In 2013 the African Union (AU) commemorated fifty years since the birth of its predecessor, the Organisation of African Unity (OAU), which embodied the quest for pan-African unity. The AU has also designated the African diaspora a sixth subregion (along with Southern, Central, West, East and North Africa), thus recognising the continuing relevance of this historical relationship in which towering figures of the pan-African movement, like America’s W.E.B. DuBois, Trinidad’s Henry Sylvester-Williams and George Padmore, Jamaica’s Marcus Garvey, and Martinique’s Frantz Fanon played a major role1 (see Mazrui, Chapter 2 in this volume). The continent has also embarked since 1960 on a quest for what Kenyan scholar Ali Mazrui famously described in 1967 as a ‘Pax Africana’: creating and consolidating an African-owned peace.2 The thirteen Nobel peace laureates examined in this volume are thus, in a real sense, prophets of Pax Africana.
This volume seeks to draw lessons for peacemaking, civil rights, socio-economic justice, environmental protection, nuclear disarmament and women’s rights, based on the rich experiences of the thirteen Nobel peace laureates of African descent who won the prize between 1950 and 2011. These Nobel laureates come from diverse backgrounds, but have waged similar struggles for peace, justice and freedom. This collection of lucid, jargon-free essays, written by an interdisciplinary team of fourteen prominent African and African American scholars and practitioners, is the first book comprehensively to address this important topic.
African Americans like Nobel peace laureates Ralph Bunche (who won the prize in 1950) and Martin Luther King Jr (1964) played an important role in the pan-African struggle, with Bunche leading the creation of the United Nations Trusteeship Council by 1947 and King championing decolonisation efforts. Both attended Kwame Nkrumah’s independence celebration in Accra in March 1957. South Africa was the last African country to gain political independence from colonial rule, in 1994, in this thirty-year struggle, and it is appropriate that four of its citizens have won the Nobel Peace Prize: Albert Luthuli (1960), Desmond Tutu (1984), Nelson Mandela (1993) and Frederik Willem de Klerk (1993). The ancient civilisation of Egypt has produced two Nobel peace laureates – Anwar Sadat (1978) and Mohamed ElBaradei (2005) – honoured for peacemaking and nuclear disarmament respectively.

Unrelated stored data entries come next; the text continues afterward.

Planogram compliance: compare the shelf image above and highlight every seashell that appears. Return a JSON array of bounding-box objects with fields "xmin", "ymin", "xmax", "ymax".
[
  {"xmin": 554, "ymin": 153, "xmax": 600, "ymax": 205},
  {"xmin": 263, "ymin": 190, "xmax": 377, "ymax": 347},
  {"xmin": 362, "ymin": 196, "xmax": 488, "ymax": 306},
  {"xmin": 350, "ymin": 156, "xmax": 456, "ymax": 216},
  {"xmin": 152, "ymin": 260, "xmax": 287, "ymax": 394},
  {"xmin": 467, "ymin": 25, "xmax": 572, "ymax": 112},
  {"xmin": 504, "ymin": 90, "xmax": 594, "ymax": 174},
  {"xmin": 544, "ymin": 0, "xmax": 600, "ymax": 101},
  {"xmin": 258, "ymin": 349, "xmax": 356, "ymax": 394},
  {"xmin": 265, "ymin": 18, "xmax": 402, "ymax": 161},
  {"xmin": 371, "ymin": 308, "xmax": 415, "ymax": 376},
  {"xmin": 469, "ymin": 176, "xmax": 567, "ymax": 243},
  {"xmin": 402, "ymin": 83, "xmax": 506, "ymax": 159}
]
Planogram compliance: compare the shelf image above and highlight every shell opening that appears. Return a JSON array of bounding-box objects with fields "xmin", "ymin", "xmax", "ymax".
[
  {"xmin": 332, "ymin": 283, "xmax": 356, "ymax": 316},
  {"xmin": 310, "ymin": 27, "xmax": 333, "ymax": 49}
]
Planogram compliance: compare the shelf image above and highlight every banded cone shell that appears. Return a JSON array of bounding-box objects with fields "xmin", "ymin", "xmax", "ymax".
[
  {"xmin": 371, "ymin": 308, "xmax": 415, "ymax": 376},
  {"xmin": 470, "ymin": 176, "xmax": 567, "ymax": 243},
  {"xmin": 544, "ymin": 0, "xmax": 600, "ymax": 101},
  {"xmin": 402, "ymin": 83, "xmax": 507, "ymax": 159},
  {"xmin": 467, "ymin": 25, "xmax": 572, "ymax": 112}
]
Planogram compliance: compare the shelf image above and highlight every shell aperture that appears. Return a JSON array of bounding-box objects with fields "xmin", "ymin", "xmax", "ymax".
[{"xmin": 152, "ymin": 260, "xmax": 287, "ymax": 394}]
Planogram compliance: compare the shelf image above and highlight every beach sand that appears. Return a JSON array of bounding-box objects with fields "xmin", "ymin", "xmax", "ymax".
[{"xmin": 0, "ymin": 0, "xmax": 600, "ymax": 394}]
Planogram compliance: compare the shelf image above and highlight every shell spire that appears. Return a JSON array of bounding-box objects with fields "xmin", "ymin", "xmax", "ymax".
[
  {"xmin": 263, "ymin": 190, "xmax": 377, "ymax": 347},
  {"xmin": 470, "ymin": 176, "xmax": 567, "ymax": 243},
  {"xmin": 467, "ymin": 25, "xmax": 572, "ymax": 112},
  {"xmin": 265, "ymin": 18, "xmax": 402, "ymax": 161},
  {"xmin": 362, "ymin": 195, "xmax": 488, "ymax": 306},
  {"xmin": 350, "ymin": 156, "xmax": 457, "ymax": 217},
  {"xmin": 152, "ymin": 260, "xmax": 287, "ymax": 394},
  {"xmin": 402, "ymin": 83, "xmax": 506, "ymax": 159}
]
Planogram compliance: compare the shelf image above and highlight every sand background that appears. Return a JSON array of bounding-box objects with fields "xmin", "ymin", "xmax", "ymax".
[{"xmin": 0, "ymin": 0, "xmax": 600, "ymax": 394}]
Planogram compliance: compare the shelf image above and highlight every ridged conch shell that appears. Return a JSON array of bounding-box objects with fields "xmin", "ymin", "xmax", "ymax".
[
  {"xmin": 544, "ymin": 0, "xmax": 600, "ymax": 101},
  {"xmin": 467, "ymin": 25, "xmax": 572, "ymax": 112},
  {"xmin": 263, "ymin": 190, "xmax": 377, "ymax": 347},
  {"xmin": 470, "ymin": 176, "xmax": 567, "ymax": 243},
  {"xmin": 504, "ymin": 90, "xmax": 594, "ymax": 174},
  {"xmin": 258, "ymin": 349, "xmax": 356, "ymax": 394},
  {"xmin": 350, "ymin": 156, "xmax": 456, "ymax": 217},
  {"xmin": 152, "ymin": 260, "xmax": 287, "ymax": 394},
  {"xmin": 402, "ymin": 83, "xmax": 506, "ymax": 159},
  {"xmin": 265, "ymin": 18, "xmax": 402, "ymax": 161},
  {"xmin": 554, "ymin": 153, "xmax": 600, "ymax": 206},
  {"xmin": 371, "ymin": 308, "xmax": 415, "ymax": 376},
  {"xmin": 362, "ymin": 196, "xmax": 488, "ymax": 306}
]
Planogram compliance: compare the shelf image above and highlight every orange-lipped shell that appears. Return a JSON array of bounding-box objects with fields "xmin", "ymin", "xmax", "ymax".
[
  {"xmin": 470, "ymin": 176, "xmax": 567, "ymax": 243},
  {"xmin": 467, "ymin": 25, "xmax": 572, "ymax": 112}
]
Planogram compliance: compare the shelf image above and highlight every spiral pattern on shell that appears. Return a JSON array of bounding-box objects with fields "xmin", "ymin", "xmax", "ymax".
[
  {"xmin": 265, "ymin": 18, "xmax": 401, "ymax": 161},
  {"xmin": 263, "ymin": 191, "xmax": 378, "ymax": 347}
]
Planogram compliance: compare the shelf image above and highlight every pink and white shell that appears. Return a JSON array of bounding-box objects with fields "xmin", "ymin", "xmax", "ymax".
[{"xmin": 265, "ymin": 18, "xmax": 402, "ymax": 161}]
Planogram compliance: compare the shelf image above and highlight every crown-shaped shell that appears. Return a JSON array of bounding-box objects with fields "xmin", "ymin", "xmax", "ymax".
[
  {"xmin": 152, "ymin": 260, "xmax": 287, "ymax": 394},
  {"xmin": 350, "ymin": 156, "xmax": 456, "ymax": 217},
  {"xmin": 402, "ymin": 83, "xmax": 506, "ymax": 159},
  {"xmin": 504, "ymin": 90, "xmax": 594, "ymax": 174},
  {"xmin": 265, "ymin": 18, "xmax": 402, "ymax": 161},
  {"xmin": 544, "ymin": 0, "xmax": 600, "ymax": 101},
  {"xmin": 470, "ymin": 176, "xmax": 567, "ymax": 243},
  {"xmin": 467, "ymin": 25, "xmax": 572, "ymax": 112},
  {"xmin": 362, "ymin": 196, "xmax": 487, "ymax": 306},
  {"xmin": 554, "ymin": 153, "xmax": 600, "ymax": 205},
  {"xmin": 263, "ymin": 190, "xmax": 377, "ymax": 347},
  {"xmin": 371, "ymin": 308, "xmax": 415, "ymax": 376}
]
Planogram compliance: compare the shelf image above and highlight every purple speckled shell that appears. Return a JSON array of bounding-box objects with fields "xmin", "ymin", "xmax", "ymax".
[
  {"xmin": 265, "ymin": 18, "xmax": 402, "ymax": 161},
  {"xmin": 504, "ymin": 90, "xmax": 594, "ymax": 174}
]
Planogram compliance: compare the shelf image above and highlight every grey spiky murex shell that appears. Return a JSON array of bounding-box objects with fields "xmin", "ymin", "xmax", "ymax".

Ghana, which produced one of the greatest prophets of Pax Africana in Kwame Nkrumah, has been honoured with the award of the Nobel Peace Prize to Kofi Annan (2001), the UN Secretary General between 1997 and 2006. Kenya, the site of one of Africa’s greatest indigenous anti-colonial struggles, the Mau Mau resistance to British rule of 1952–1960, has produced a Nobel peace laureate in Wangari Maathai (2004), who devoted her life to environmental campaigning. Liberia, one of Africa’s oldest republics, founded in 1847 by freed American slaves, has produced the two most recent African Nobel peace laureates: Ellen Johnson Sirleaf and Leymah Gbowee (both in 2011) for their role in the struggle for women’s rights.
The first American president of African descent, Barack Obama (whose father was Kenyan), won the Nobel Peace Prize in 2009, and his career was inspired by Martin Luther King Jr’s civil rights struggle.3 Obama was also the direct beneficiary of this struggle, waged by King as well as Ralph Bunche. As a young student in the United States, Obama first became politically active when he engaged in the anti-apartheid struggle that sought to impose sanctions on the racist albinocracy in South Africa. He started a second and final presidential term in January 2013 in which he was expected to show more engagement with his ancestral continent. Obama therefore visited South Africa, Tanzania and Senegal six months into his second term.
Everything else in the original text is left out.